The dominant operator for the first time revealed average user revenues for its NOW broadband television service, which apparently justify its set-top-box giveaway programme as more than half of its subscribers are paying for services.
The figures show that 53 per cent of PCCW's 361,000 customers paid extra fees above basic internet connection charges - at an average of $105 per month - to view content.
While still lagging pay-television market leader i-Cable, which has 702,000 users paying an average $225 a month, PCCW's performance appears to justify the investment in a service that offers only a limited number of channels priced cheaply on an individual basis.
'TV is the future for telecoms operators, not old local phone lines,' said PCCW chief financial officer Alex Arena, adding that 85 per cent of the company's new broadband customers were NOW subscribers.
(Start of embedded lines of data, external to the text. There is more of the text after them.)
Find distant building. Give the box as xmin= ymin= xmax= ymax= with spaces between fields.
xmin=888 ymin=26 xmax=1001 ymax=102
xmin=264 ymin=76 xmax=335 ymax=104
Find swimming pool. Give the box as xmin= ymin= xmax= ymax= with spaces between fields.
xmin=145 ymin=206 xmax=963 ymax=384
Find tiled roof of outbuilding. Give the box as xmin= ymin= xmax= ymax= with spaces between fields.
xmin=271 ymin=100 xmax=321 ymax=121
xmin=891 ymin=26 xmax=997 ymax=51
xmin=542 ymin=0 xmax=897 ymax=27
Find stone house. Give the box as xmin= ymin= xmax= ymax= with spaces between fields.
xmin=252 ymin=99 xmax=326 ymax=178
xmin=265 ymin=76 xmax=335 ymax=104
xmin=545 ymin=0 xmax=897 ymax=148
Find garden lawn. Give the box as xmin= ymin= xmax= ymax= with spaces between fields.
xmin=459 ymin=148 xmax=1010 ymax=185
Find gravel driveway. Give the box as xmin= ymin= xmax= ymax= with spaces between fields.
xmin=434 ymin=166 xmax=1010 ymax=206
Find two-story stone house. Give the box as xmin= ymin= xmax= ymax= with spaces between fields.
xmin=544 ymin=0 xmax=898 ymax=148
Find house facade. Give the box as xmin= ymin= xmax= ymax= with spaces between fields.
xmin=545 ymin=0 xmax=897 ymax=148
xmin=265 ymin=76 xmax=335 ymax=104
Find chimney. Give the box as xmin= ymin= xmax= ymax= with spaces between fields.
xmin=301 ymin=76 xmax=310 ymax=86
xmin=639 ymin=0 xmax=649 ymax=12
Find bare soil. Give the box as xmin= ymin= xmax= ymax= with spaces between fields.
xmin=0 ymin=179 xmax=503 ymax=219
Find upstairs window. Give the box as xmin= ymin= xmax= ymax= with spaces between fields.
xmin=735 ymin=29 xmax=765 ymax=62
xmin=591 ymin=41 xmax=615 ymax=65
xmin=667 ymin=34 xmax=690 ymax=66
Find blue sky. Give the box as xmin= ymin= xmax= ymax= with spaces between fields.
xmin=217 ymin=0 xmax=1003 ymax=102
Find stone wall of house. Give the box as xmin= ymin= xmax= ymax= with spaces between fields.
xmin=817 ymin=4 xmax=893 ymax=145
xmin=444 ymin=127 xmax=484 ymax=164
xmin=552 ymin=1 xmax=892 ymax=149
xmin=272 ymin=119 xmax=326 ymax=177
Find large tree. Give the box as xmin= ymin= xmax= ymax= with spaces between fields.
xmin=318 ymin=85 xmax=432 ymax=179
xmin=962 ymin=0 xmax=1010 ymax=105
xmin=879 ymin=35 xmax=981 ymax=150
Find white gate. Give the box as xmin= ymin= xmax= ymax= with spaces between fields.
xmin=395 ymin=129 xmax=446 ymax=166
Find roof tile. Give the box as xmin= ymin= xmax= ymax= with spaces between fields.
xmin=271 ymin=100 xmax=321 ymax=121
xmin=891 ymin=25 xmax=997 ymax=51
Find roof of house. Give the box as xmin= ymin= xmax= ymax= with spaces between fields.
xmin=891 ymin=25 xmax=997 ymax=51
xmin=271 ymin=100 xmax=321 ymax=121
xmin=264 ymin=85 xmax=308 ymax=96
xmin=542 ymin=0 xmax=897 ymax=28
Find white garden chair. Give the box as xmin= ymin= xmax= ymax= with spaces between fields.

Telecommunications companies worldwide are looking for ways to protect their traditional fixed-line businesses from the impact of rival technologies such as voice-over internet protocol (VoIP). Mainland carriers China Netcom and China Telecom are aggressively developing their broadband television services to fend off the emerging challenge.
While pay-television was instrumental in increasing the number of PCCW's broadband customers - up 13 per cent to 796,000 last year - it was unable to prevent earnings before interest, taxes, depreciation and amortisation (ebitda) at its core telecommunications business from dropping 19 per cent to $6.73 billion due to the decline in fixed-line and international call services.